During a visit to Tokyo on Monday, U.S. Defense Secretary Leon Panetta said an agreement had been reached on deploying another U.S. missile defense radar in Japan.
The radar will enhance the ability of U.S. troops to defend Japan and protect the United States from North Korea's ballistic missile threat, Panetta said.
"This will only strain the regional situation and escalate the arms race," the North's foreign ministry said in a statement published by the official Korean Central News Agency.
"What should not be overlooked is that Panetta openly declared the new radar is targeted against the DPRK (North Korea), not China," it said.
According to U.S. officials, the additional radar frees up the country's naval Aegis ships, which have been operating near Japan to help detect any potential incoming missiles.
"Given the fact that the U.S., the world's biggest possessor of nukes and missiles, is stepping up its arms build-up against the DPRK, it is quite natural for (North Korea) to steadily bolster up its nuclear deterrent," the North's foreign ministry said.
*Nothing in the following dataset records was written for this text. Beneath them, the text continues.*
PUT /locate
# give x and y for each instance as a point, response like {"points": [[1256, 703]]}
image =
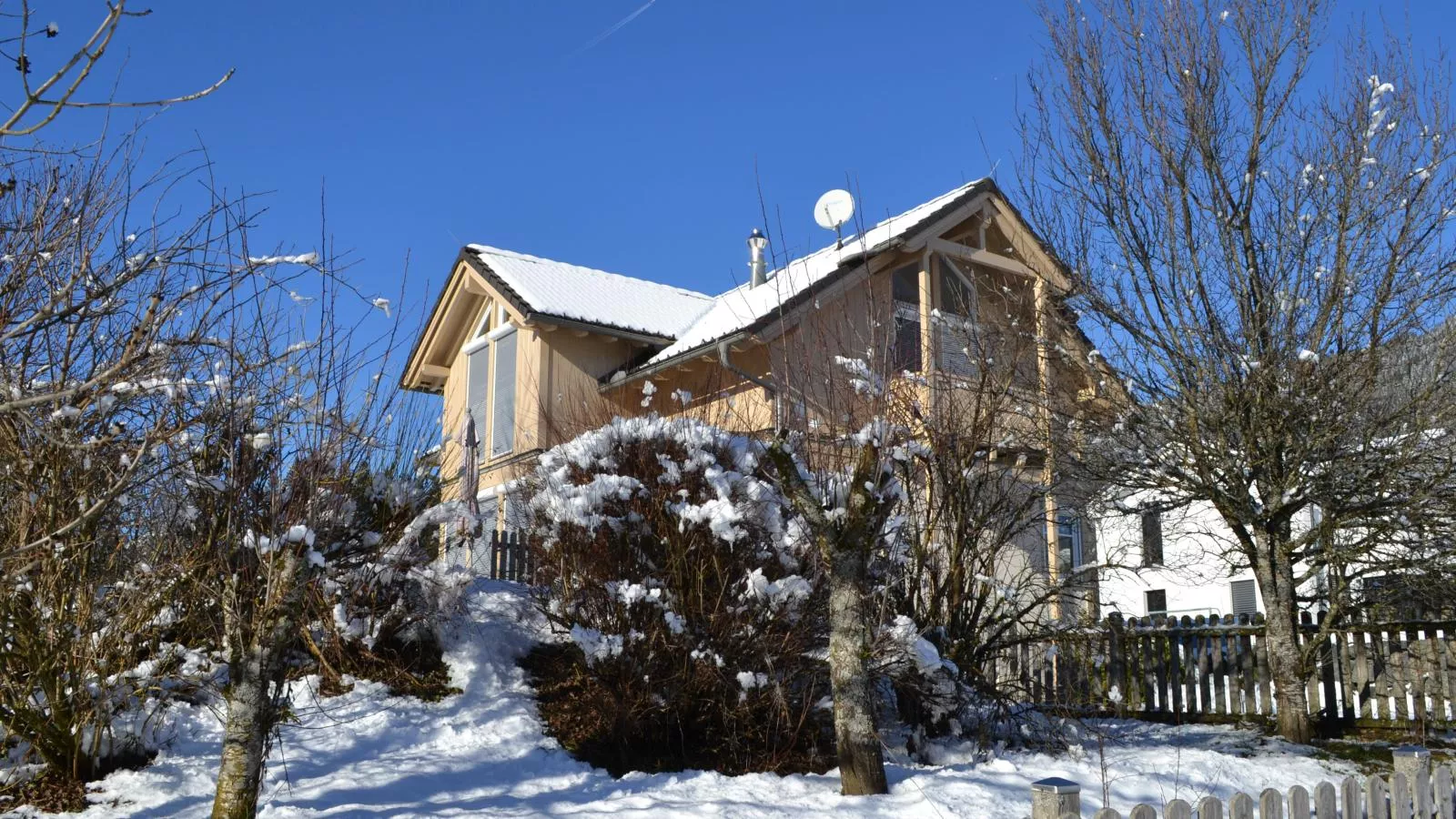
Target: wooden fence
{"points": [[502, 555], [1216, 669], [1412, 792]]}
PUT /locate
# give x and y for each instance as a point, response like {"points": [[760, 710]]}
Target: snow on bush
{"points": [[667, 557]]}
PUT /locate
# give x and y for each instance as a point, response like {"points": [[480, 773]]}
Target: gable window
{"points": [[502, 410], [956, 331], [1152, 538], [1244, 598], [1157, 601], [905, 286], [1069, 538], [478, 379]]}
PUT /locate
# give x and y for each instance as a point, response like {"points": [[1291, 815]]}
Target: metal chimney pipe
{"points": [[756, 268]]}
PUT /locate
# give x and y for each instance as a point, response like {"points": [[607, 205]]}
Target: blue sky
{"points": [[514, 124]]}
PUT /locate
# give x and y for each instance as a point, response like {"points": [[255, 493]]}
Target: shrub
{"points": [[693, 611]]}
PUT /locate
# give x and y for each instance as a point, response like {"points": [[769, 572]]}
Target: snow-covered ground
{"points": [[484, 753]]}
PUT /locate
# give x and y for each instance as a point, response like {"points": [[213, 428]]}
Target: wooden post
{"points": [[1048, 460], [1325, 802], [1271, 804], [1376, 806], [1117, 668], [1298, 802], [1055, 797], [1350, 797], [1445, 802], [1400, 796], [1412, 763]]}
"The U.S. attitude requires the DPRK to become a more powerful nuclear weapons state as befitting the 'rival' of the U.S.," it added.
About 47,000 U.S. troops are stationed in Japan, many of them on the far southern island chain of Okinawa. Japan already has one X-band radar, at Shariki base in Tsugaru City, in the far north of the main island of Honshu.
North Korea carried out a failed rocket launch in April in what it said was an attempt to put a satellite into orbit.
But the U.N. Security Council strongly condemned the exercise as breaching a ban on the testing of ballistic missile technology, and tightened sanctions.